Bariatric Surgery
Weight-Loss Laparoscopic Surgery
  • Are you a candidate for weight-loss surgery?
    If you are severely obese (over weight), i.e. body mass index (BMI) of 37.5 kg/m2 or more, you are eligible for weight loss surgery to reduce your weight. If your BMI is more than 32.5 kg/m2 with obesity related co-morbidity, such as diabetes mellitus, high blood pressure, high cholesterol level, back pain, and sleep apnea, you can also consider surgery to lose weight.

  • What is weight-loss surgery?
    Weight-loss surgery can be divided into two main categories. The first is restrictive surgery where your stomach’s size is reduced and therefore, less food is allowed to go through, and directly also decreases your appetite. Laparoscopic adjustable gastric banding and laparoscopic sleeve gastrectomy are representatives of this type of surgery. These procedures tend to provide gentler weight loss with minimal risks of malnutrition.

    The second type is mal-absorptive (reduced absorption of food) procedure, which involves some forms of intestinal bypass to reduce the absorption of food and nutrient. In combination with stomach stapling, the weight loss is good with small risk of malnutrition. The two main procedures in this category are gastric bypass and bilio-pancreatic diversion.

  • Laparoscopic Adjustable Gastric Banding (LAGB)
    LAGB is using an inflatable band placing it around the top of the stomach to control how much food can go through and provide a sense of fullness. It is the safest operation available to achieve weight loss because it does not involve any cutting or stapling of your gastrointestinal tract. It is also fully reversible. The risk of malnutrition is negligible compared to other more invasive operations. This procedure is proven to achieve 50 to 60% of excess weight loss at 2 years.

  • Laparoscopic Sleeve Gastrectomy
    Laparoscopic sleeve gastrectomy makes your stomach smaller and look like a tube. It will reduce your appetite and the amount of food that can go through your stomach. The divided stomach will be removed from your body. However, the gastrointestinal tract remains intact, which will allow endoscopic examination of the remaining stomach should the need arise later. The risk of malnutrition is significantly reduced compared to a gastric bypass procedure.
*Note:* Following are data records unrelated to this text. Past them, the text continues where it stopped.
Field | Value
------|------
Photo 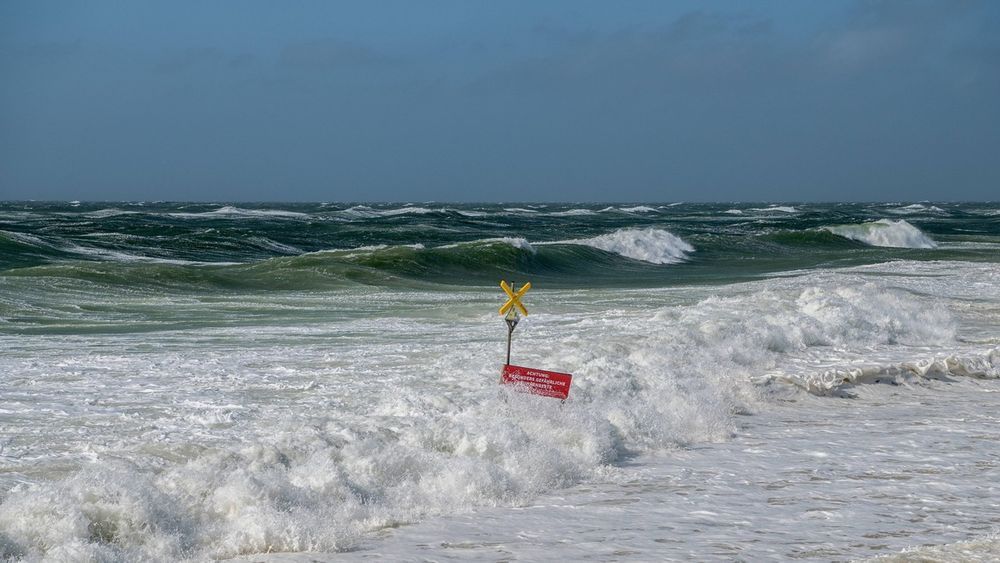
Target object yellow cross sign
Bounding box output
[500,281,531,317]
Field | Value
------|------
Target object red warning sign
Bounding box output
[500,364,573,399]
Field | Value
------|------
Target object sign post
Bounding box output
[500,281,573,401]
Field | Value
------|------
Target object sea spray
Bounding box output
[823,219,937,248]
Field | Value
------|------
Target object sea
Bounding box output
[0,202,1000,562]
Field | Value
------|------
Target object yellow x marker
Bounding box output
[500,281,531,317]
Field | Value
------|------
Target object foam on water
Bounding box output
[823,219,937,248]
[168,205,309,219]
[546,209,597,217]
[545,229,694,264]
[0,262,995,560]
[750,205,799,213]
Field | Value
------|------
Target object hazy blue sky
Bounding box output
[0,0,1000,201]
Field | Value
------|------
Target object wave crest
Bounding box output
[558,229,694,264]
[823,219,937,248]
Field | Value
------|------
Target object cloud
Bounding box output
[278,38,399,70]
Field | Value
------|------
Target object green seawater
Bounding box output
[0,202,1000,333]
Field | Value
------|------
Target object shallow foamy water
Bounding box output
[0,262,1000,561]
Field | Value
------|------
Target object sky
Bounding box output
[0,0,1000,202]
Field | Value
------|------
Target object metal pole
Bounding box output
[506,321,514,366]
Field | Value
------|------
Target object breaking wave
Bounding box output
[823,219,937,248]
[548,229,694,264]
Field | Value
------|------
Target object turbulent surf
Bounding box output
[0,202,1000,561]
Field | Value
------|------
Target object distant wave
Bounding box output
[823,219,937,248]
[549,229,694,264]
[168,205,309,219]
[750,205,799,213]
[886,203,947,215]
[546,209,597,217]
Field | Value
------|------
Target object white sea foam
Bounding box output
[537,229,694,264]
[865,533,1000,563]
[823,219,937,248]
[81,207,138,219]
[886,203,947,215]
[546,209,597,217]
[0,263,996,560]
[168,205,309,219]
[374,205,435,217]
[750,205,799,213]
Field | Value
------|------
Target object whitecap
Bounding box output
[750,205,799,213]
[546,209,596,217]
[547,228,694,264]
[823,219,937,248]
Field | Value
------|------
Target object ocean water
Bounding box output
[0,202,1000,561]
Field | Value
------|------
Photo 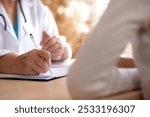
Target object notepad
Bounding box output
[0,60,73,80]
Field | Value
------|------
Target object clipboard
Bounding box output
[0,60,72,80]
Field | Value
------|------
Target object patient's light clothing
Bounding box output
[68,0,150,99]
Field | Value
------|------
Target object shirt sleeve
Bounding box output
[68,0,142,99]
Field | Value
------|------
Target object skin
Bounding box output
[40,31,68,61]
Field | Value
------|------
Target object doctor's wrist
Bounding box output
[0,52,18,73]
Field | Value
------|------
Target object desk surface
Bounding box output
[0,77,142,100]
[0,77,71,100]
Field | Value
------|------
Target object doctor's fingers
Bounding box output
[37,50,51,66]
[42,37,61,50]
[51,48,64,58]
[40,31,53,46]
[47,43,64,53]
[35,58,49,73]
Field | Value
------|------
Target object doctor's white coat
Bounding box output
[0,0,71,56]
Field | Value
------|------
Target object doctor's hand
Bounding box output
[41,31,68,61]
[0,49,51,75]
[14,49,51,75]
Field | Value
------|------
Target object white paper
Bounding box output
[0,61,72,80]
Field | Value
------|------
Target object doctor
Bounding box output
[0,0,72,75]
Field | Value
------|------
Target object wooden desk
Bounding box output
[0,77,71,100]
[0,77,143,100]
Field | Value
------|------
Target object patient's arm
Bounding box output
[117,58,136,68]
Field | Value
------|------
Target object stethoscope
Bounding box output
[0,0,27,31]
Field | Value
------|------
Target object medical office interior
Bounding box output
[0,0,142,100]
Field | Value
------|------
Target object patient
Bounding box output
[68,0,150,99]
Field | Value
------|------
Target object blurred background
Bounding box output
[42,0,132,57]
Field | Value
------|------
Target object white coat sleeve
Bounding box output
[68,0,143,99]
[0,49,12,56]
[39,2,72,59]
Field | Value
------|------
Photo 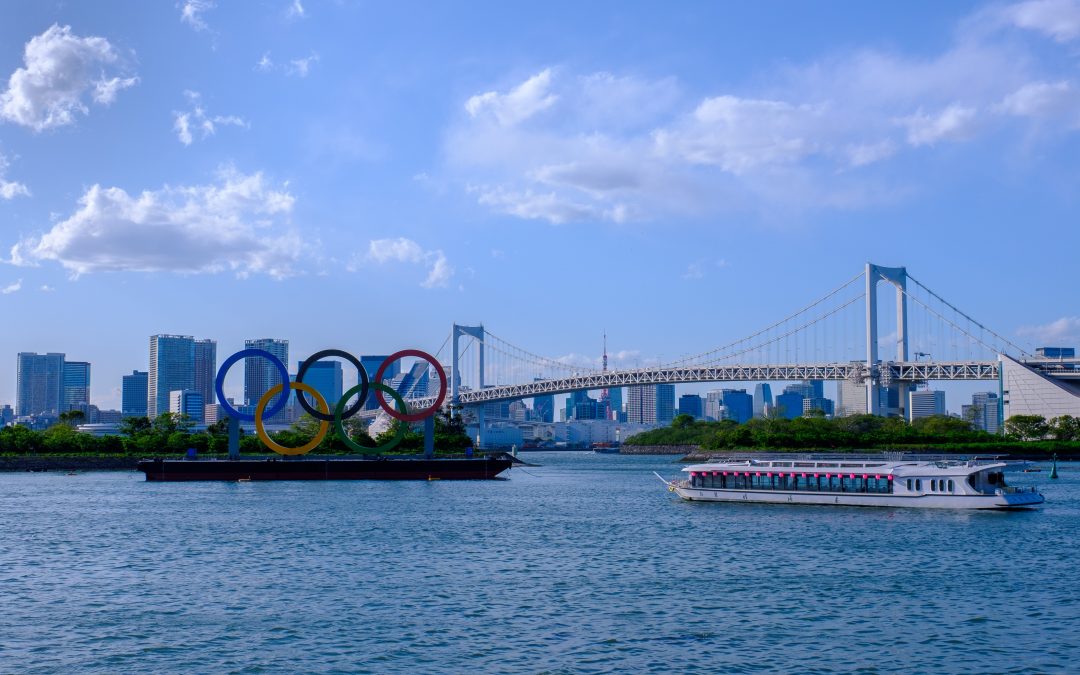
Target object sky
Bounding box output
[0,0,1080,408]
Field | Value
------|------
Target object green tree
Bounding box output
[1050,415,1080,441]
[1005,415,1050,441]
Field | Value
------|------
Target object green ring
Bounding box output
[334,382,408,455]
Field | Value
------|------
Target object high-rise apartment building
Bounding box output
[777,389,806,419]
[657,384,675,426]
[626,384,657,424]
[754,382,772,417]
[168,389,205,424]
[532,394,555,423]
[60,361,90,413]
[678,394,705,419]
[244,338,291,424]
[296,360,341,414]
[907,389,945,421]
[961,391,1001,433]
[146,335,195,419]
[120,370,147,417]
[836,380,866,417]
[194,340,217,405]
[15,352,64,417]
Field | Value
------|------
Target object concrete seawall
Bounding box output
[619,445,701,455]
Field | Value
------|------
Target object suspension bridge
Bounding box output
[384,264,1080,428]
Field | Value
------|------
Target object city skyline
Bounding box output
[0,1,1080,408]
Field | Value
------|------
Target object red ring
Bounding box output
[375,349,447,422]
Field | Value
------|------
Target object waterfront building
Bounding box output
[777,391,806,419]
[626,384,657,424]
[203,403,229,426]
[705,389,724,422]
[60,361,90,413]
[193,339,217,403]
[657,384,675,426]
[907,389,945,421]
[717,389,754,424]
[960,391,1001,434]
[608,387,625,421]
[15,352,64,417]
[168,389,204,424]
[120,370,147,417]
[296,359,341,416]
[360,354,401,410]
[678,394,705,419]
[146,334,195,419]
[532,390,557,423]
[802,396,836,417]
[244,338,288,424]
[998,356,1080,420]
[836,380,866,417]
[754,382,772,417]
[1035,347,1077,359]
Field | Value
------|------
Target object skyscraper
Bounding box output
[194,340,217,405]
[146,335,195,419]
[678,394,705,419]
[836,380,866,417]
[754,382,772,417]
[296,361,341,414]
[244,338,291,423]
[15,352,64,417]
[60,361,90,413]
[657,384,675,424]
[120,370,147,417]
[532,394,555,422]
[626,384,657,424]
[907,389,945,421]
[720,389,754,424]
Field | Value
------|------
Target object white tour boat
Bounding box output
[657,459,1044,509]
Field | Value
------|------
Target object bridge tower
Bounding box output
[450,324,484,449]
[866,262,908,415]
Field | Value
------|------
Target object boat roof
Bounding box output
[683,459,1005,476]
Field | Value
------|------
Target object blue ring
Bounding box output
[214,349,289,422]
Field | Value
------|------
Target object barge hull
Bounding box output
[138,457,513,482]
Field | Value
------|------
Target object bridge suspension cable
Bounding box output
[664,271,866,367]
[882,274,1031,356]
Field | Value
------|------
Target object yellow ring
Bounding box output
[255,382,330,455]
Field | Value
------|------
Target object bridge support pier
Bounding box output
[865,262,907,415]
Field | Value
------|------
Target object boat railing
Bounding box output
[995,485,1039,495]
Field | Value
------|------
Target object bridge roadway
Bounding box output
[358,360,1080,416]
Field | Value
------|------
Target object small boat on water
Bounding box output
[657,459,1045,509]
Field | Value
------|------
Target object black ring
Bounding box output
[296,349,368,422]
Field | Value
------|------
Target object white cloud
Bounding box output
[1016,316,1080,347]
[173,91,248,146]
[180,0,215,30]
[654,96,826,175]
[465,68,558,126]
[1004,0,1080,42]
[285,52,319,78]
[358,237,454,288]
[996,80,1080,119]
[0,24,138,132]
[897,105,976,147]
[285,0,308,18]
[0,154,30,200]
[11,168,307,278]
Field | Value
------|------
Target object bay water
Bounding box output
[0,453,1080,673]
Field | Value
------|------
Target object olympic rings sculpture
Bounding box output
[214,349,447,455]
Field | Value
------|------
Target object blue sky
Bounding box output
[0,0,1080,407]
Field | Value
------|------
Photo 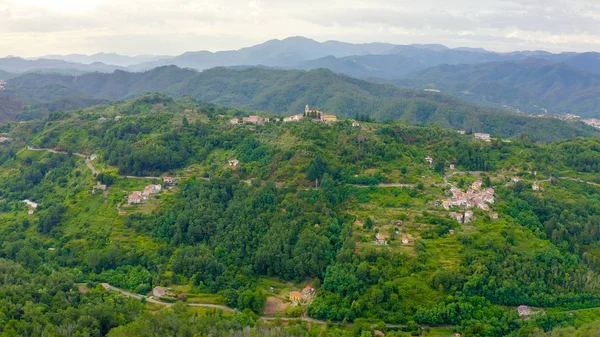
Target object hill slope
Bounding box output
[0,94,600,337]
[394,60,600,117]
[7,67,597,141]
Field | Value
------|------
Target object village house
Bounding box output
[375,233,387,245]
[321,115,337,123]
[473,133,492,142]
[304,104,337,123]
[290,291,306,304]
[302,286,315,296]
[152,286,167,298]
[127,191,143,205]
[464,210,473,223]
[142,185,162,199]
[450,212,464,225]
[442,181,495,210]
[242,116,264,124]
[283,114,304,123]
[23,199,38,208]
[92,182,106,191]
[304,104,323,120]
[517,305,531,317]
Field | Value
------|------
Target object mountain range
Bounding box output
[5,66,598,141]
[394,59,600,117]
[0,37,600,117]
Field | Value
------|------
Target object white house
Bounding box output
[473,133,492,142]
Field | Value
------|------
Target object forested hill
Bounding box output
[395,59,600,117]
[7,66,597,141]
[0,94,600,337]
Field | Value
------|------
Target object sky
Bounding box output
[0,0,600,57]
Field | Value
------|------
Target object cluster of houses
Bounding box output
[92,182,106,193]
[290,286,315,305]
[473,133,492,142]
[442,180,495,211]
[229,116,270,125]
[283,104,338,126]
[23,199,38,215]
[449,210,474,223]
[127,184,162,205]
[127,177,175,205]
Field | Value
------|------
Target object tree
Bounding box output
[306,154,327,181]
[365,217,375,229]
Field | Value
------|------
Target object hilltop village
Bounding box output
[229,104,346,126]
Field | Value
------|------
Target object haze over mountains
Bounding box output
[0,37,600,117]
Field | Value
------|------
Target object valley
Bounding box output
[0,95,600,336]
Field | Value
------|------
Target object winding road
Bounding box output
[108,285,404,328]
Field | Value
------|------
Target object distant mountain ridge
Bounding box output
[0,57,126,74]
[6,66,598,141]
[0,37,600,118]
[36,53,169,67]
[394,59,600,117]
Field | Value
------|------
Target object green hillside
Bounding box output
[0,94,600,337]
[2,67,597,141]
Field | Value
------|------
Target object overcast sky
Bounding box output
[0,0,600,57]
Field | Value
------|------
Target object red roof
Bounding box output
[290,291,304,298]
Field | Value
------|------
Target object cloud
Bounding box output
[0,0,600,56]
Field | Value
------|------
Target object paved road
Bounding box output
[109,286,404,328]
[27,145,98,175]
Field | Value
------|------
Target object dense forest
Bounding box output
[6,66,598,142]
[0,94,600,337]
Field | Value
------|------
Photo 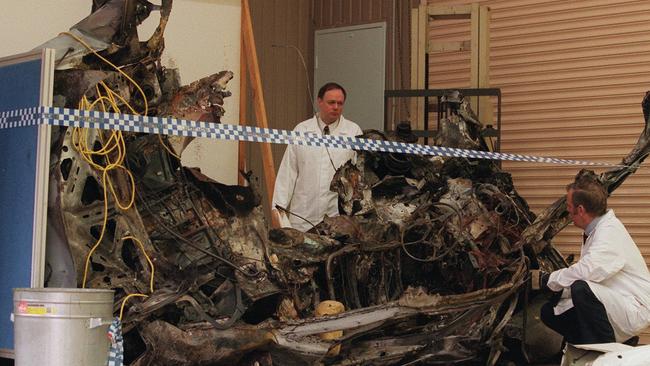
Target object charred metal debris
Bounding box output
[43,0,648,365]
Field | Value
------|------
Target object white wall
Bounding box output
[0,0,241,184]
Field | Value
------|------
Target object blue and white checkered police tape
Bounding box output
[0,107,621,167]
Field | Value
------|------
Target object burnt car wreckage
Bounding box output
[36,0,650,365]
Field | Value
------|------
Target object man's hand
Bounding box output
[530,269,549,290]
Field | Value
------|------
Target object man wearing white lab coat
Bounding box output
[532,177,650,344]
[271,83,362,231]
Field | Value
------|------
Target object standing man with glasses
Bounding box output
[271,82,362,231]
[531,176,650,344]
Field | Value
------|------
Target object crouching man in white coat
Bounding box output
[271,82,362,231]
[531,176,650,344]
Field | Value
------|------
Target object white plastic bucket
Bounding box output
[13,288,113,366]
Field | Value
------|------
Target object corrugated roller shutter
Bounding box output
[429,0,650,343]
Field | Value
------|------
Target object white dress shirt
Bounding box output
[548,210,650,342]
[273,116,362,231]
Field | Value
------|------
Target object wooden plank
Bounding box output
[427,5,473,20]
[469,3,480,116]
[476,6,496,127]
[427,41,471,53]
[410,4,428,130]
[242,0,275,207]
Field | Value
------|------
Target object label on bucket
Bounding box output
[18,301,56,315]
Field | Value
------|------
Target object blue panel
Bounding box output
[0,59,41,349]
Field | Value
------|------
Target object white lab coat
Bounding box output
[273,116,362,231]
[548,210,650,342]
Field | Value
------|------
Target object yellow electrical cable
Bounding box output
[61,32,149,115]
[122,235,155,293]
[63,32,166,308]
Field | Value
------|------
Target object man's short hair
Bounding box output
[566,176,607,217]
[318,81,348,99]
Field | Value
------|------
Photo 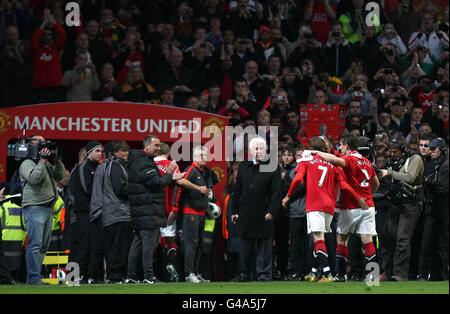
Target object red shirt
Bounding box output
[154,157,180,217]
[339,152,377,209]
[31,23,66,88]
[288,155,344,215]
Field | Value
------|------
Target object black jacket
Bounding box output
[430,157,449,218]
[69,159,98,213]
[127,150,172,230]
[232,161,283,238]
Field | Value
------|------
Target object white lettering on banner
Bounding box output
[136,119,200,134]
[14,116,201,134]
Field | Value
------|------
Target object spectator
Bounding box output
[390,0,420,42]
[288,25,328,75]
[61,33,93,71]
[85,20,112,69]
[408,13,448,60]
[119,66,156,103]
[19,136,65,285]
[304,0,336,44]
[62,52,100,101]
[154,48,199,107]
[232,138,282,281]
[0,25,33,107]
[341,74,377,116]
[325,23,352,77]
[228,0,258,38]
[0,183,16,285]
[354,25,381,79]
[418,138,448,280]
[243,61,269,106]
[31,10,66,103]
[338,0,372,44]
[378,23,407,56]
[99,8,124,51]
[255,25,284,68]
[114,33,145,84]
[160,86,175,107]
[94,63,120,101]
[232,36,256,76]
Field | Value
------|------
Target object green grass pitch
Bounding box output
[0,281,449,295]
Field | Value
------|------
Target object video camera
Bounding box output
[8,138,59,163]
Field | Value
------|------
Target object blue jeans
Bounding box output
[23,205,52,284]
  • Laparoscopic Gastric Bypass
    This involves making the top of the stomach as small as a golf ball, and bringing a loop of small bowel to connect to this stomach. Two connections need to be created, and food will go directly into the intestine without going through the divided stomach even though the “old stomach” lies in your body. It provides great weight loss in shorter period of times, but it does carry higher operative risks and post-operative mal-nutrition problem. You also need to take vitamin and iron supplements for life.

  • Intragastric Balloon – solution for those who do not want surgery or do not meet the surgery criteria?
    This procedure involves putting a silicone balloon in your stomach. It is round and the surface is smooth. It is inflated with 500 to 700ml of normal saline. It sits in your stomach to reduce what you can eat. It is placed through a gastroscope, which the physician uses to look for any stomach ulcer or tumour. This procedure lasts about 30 mins and requires mild sedation. This is not a surgical procedure, as no cutting or stapling of the stomach is involved. The balloon is temporary, and it has to be removed 6 months after placement. The average weight loss ranges from 15 to 25 kg in the literature. The known complications are gastric ulcer, nausea and vomiting, rupture of stomach (in patients with previous stomach surgery), bowel obstructions, etc.